In August 1969, Henry Kissinger met in secret to try and end the Vietnam War. Hurricane Camille struck the Mississippi coast, killing over 250 people. The Manson family went on a murderous rampage through Los Angeles. And amid the turmoil, Billy Kirby was just kind of hanging out.
Kirby had just graduated from high school – one of 13 members of his senior class in Scurry, a small community in Kaufman County, Texas. He didn’t have a job, so he spent much of his time playing music with his best friend, Stanley Jones.
“We did play a couple of what we’d call sock hops,” Kirby says. “We’d get like $2 or $3, $5 apiece. Which was a lot of money when you paid 16 cents for a gallon of gas.”
Kirby and Jones wanted to go to Woodstock, but they heard about it too late to get there. As luck would have it, there was another giant festival planned for just two weeks after the New York festival. And this one was much closer to home – the Texas International Pop Festival, held just an hour west of Scurry, in a town called Lewisville.
Today, over 100,000 people live in Lewisville. The 25 miles of I-35 that stretch between the town and Dallas is now completely developed. But back in 1969, it was a small, rural outpost – home to less than 9,000 people.
Lewisville is not exactly the kind of place you’d expect to find a massive music festival featuring some of the most iconic acts of a generation. I would know – I’m from there. Our claims to fame are few. The 1996 Lewisville Fighting Farmer football team got its photo on a Cheerio’s box after winning the state title game without throwing a pass. At the annual Western Days celebration, we host the World Tamale Eating Championship. That’s about it.
It’s a bedroom community – a pleasant suburb now, a quiet, country town in 1969. But that was just fine for Angus Wynne, one of the festival’s organizers. Wynne ran a concert company out of Dallas called ShowCo, and he partnered with some other promoters from Atlanta to develop the Texas International Pop Festival. The choice of a site in Lewisville only came after a lengthy search.
“We just went out and got away from town as much as we could and started looking for places on major highways,” Wynne says. “I mean we went through corn fields, trash dumps, we went through everything looking for a piece of rentable property that was in good shape.”
The place that fit the bill was a racetrack called the Dallas International Motor Speedway, located at the south end of Lewisville.

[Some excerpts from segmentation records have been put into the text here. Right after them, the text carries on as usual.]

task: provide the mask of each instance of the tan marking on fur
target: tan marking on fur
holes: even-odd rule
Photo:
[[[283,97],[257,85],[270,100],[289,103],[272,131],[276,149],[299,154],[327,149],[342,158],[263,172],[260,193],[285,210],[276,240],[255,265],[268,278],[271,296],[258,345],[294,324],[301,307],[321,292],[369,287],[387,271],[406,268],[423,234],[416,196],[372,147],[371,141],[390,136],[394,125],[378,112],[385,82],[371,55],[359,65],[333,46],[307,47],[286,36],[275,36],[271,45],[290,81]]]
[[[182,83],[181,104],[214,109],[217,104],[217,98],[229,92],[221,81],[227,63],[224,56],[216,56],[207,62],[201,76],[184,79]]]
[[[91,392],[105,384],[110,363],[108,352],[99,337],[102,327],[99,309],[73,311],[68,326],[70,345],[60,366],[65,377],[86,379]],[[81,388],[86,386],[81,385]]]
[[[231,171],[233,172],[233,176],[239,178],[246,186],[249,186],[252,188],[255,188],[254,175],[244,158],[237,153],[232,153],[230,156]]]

There wasn’t a lot of shade, but the infield had plenty of grass for concertgoers, and people would tolerate the heat if the lineup didn’t disappoint.
And, it didn’t.
Wynne and his partners booked over 20 bands to play over the three days. The lineup included B.B. King, Santana, Chicago, Rotary Connection, Herbie Mann, Sly and the Family Stone, Janis Joplin and Johnny Winter. The most expensive act to book was an up-and-coming British band called Led Zeppelin. They were just about to release their second album.
The lineup generated excitement among would-be concertgoers. But in Lewisville, the reaction among residents looked more like preparing for a natural disaster.
“I don’t think anybody anticipated even knowing what it might be or turn out to be,” says Johnny Sartain, Lewisville’s city manager at the time.
The festival was expected to draw at least 100,000 people over three days, stoking fears among some North Texans of unwashed hippies, biker gangs and general chaos.
“It’s kind of [dramatic], but some of the ladies were ‘I’m scared to go to the grocery store, I’m scared to go downtown.’ This was a quiet little country town and the people that saw it, they were just shocked,” says Johnny Surtain’s wife, Tommye.
The concern may sound hyperbolic now, but it didn’t feel like an exaggerated response back then. Doomsday seemed to be coming, so Sartain prepared accordingly. Before the festival, he went to a local gun shop called Dave’s House of Guns, and bought several Thompson submachine guns – the kind you might see in an old gangster movie.
“We were five or six people and that was it,” Sartain says. “We didn’t know what violence might come about from it or if there was any.”